В мнимой апологии вождя Сталин представлен как мнимый пророк, глубоко прячущий свою демоническую сущность, т. е. выступает в роли «мистического самозванца». Образы Пугачева и Сталина объединяют структурно-смысловые параллели вождя / вожатого, революционера / смутьяна, мотив душевно-духовной тьмы и сопутствующие ему семантические варианты (темное прошлое, мрачный характер). Выступающий «из темноты» Сосо кажется героям пьесы «Батум» «чужим». Само слово «чужой» в русском фольклоре — эвфемистическое обозначение волка, на которого походит и Пугачев в восприятии пушкинского Гринева. «Человеко-волк» Сталин и «человеко-волк» Пугачев одинаково оправдывают свое «разбойничество» ссылкой на древние мифы (сказка старой калмычки о вороне и орле, вспоминаемая Пугачевым; сказка о черном драконе, рассказанная Сталиным), санкционирующие их самозванство.

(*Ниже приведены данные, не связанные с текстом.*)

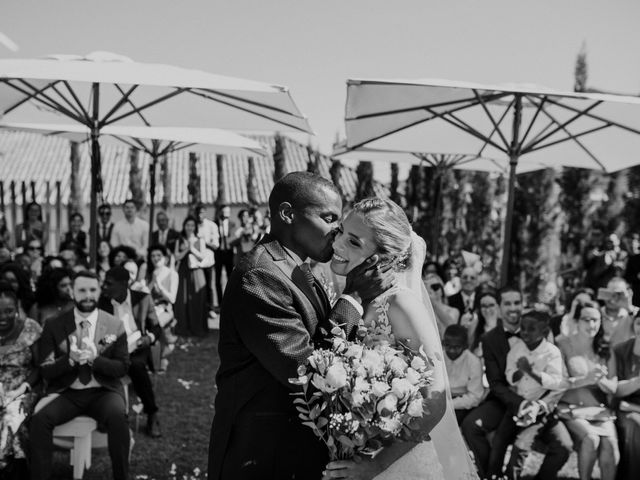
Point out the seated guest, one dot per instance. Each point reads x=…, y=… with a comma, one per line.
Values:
x=18, y=375
x=534, y=366
x=445, y=315
x=464, y=370
x=83, y=357
x=137, y=313
x=53, y=294
x=19, y=281
x=75, y=238
x=625, y=364
x=592, y=429
x=163, y=282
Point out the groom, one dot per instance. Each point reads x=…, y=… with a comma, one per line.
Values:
x=273, y=313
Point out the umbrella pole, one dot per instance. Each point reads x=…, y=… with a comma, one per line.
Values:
x=514, y=154
x=95, y=172
x=152, y=192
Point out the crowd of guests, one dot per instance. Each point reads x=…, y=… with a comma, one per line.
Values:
x=71, y=338
x=541, y=377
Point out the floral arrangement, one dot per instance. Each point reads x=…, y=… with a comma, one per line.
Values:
x=359, y=396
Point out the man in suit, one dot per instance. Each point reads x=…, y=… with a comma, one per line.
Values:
x=464, y=300
x=82, y=355
x=105, y=225
x=273, y=312
x=164, y=235
x=223, y=254
x=137, y=313
x=502, y=404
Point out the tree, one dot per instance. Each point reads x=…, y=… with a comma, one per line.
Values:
x=135, y=178
x=364, y=187
x=193, y=187
x=279, y=167
x=252, y=184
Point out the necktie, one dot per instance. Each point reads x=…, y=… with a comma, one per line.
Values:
x=84, y=371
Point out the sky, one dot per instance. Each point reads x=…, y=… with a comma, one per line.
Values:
x=313, y=47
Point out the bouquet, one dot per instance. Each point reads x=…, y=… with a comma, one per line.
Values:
x=359, y=396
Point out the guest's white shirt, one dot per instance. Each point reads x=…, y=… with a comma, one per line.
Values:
x=92, y=318
x=546, y=362
x=465, y=380
x=132, y=234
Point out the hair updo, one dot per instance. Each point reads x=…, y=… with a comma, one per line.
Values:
x=391, y=229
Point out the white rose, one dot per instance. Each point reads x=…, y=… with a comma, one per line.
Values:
x=379, y=388
x=336, y=376
x=413, y=376
x=387, y=406
x=401, y=388
x=415, y=408
x=418, y=363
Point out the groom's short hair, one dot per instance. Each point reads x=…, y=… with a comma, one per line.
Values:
x=298, y=188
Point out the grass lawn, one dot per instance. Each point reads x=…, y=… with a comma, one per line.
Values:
x=185, y=396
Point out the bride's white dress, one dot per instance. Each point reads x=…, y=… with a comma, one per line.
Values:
x=421, y=462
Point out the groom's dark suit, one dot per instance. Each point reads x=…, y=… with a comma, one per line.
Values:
x=270, y=319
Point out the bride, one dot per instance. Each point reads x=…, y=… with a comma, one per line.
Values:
x=402, y=314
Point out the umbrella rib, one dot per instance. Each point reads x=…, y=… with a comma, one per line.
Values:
x=248, y=110
x=572, y=137
x=244, y=100
x=597, y=117
x=560, y=126
x=119, y=103
x=75, y=97
x=504, y=114
x=147, y=105
x=39, y=96
x=493, y=121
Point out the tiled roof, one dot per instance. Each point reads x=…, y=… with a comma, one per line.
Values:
x=33, y=157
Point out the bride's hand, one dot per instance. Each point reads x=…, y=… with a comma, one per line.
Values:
x=360, y=468
x=369, y=279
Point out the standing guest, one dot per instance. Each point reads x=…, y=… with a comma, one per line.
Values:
x=15, y=276
x=207, y=231
x=224, y=253
x=534, y=367
x=485, y=319
x=502, y=404
x=464, y=300
x=191, y=302
x=625, y=365
x=103, y=264
x=75, y=238
x=163, y=283
x=464, y=370
x=105, y=225
x=5, y=234
x=83, y=357
x=136, y=312
x=164, y=235
x=445, y=314
x=585, y=356
x=18, y=376
x=131, y=231
x=54, y=293
x=32, y=227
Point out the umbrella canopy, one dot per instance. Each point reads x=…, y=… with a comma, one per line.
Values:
x=545, y=126
x=103, y=88
x=155, y=141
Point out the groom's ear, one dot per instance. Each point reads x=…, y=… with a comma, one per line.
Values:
x=286, y=213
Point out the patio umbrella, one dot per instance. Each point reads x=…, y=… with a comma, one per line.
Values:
x=102, y=89
x=440, y=162
x=586, y=130
x=155, y=141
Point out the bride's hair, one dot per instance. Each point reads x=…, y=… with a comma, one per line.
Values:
x=391, y=229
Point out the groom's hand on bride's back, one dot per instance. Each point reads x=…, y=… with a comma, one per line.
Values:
x=369, y=279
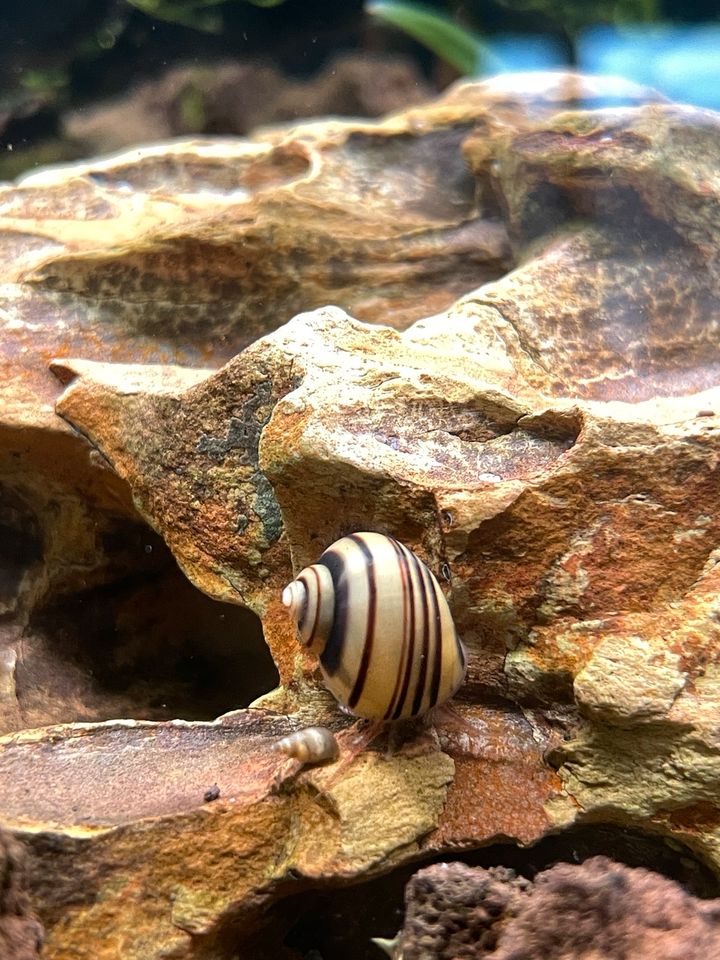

Семантическим вариантом историко-культурной аналогии Пугачев — Сталин в пьесе Булгакова «Александр Пушкин» («Последние дни») становится имплицитное противопоставление Пугачева / Николаю I. Архетип самозванца Пугачева просвечивает в образе царя-деспота Николая I, который по отношению к Пушкину, подлинному «властителю дум», выступает духовным самозванцем. Его власть — это власть силы, которая, несмотря на кажущуюся непобедимость, проигрывает власти гения над умами и душами русских людей, потому что власть духа выше власти силы. Такова художественная концепция пьесы М.А. Булгакова, ставшая реальностью в биографии самого драматурга.

Продолжая традиции Пушкина в осмыслении феномена самозванства, Булгаков обращается к его «истокам», к фигуре Лжедмитрия и эпохе Смутного времени XVII века, символические картины которой появляются в романе «Белая гвардия» (образ Тушинского Вора), где вообще сконцентрировано немало исторических мифологем. Одна из самых значимых — цареубийство, которое выступает закономерным «логическим» звеном в «сюжете» национального мифа о русском бунте. Бытовавший в монархической среде слух о спасении Николая II был художественно реализован в «Белой гвардии», где развивается миф о мнимой гибели императора в контексте легенды о царевиче Димитрии, которая в XVII веке «аккумулировала» смуту. Эпизод в Доме Турбиных, в котором Шервинский делится новостью о чудесном спасении Николая II из-под власти большевиков, представляет собой развернутую реминисценцию из «Бориса Годунова». Пушкинская оценка смуты для Булгакова является нравственным эталоном, с которым он соотносит современные события, обнаруживая в них мотивы и образы, уходящие в глубину исторического бытия России. В творческом сознании писателя возникает трагическая фигура Бориса Годунова, являющаяся не только символом России, подвергшейся нашествию самозванцев и переживающей предсмертную агонию, но и «белой гвардии» в целом. В одном из ее представителей — генерале Хлудове — проступают черты Годунова, испытывающего нравственные муки от осознания причастности к убийству невинного человека. Как и царя в драме Пушкина, булгаковского героя преследует тень жертвы, выступающая персонификацией Совести. Этот прием использован писателем и в рассказе «Красная корона», и в романе «Мастер и Маргарита» (образ Понтия Пилата). Хлудов с сожалением признает, что Белая армия оказалась недостойной многовековой славы русского оружия, а весь ее генералитет, включая и его самого, — жалкие самозванцы.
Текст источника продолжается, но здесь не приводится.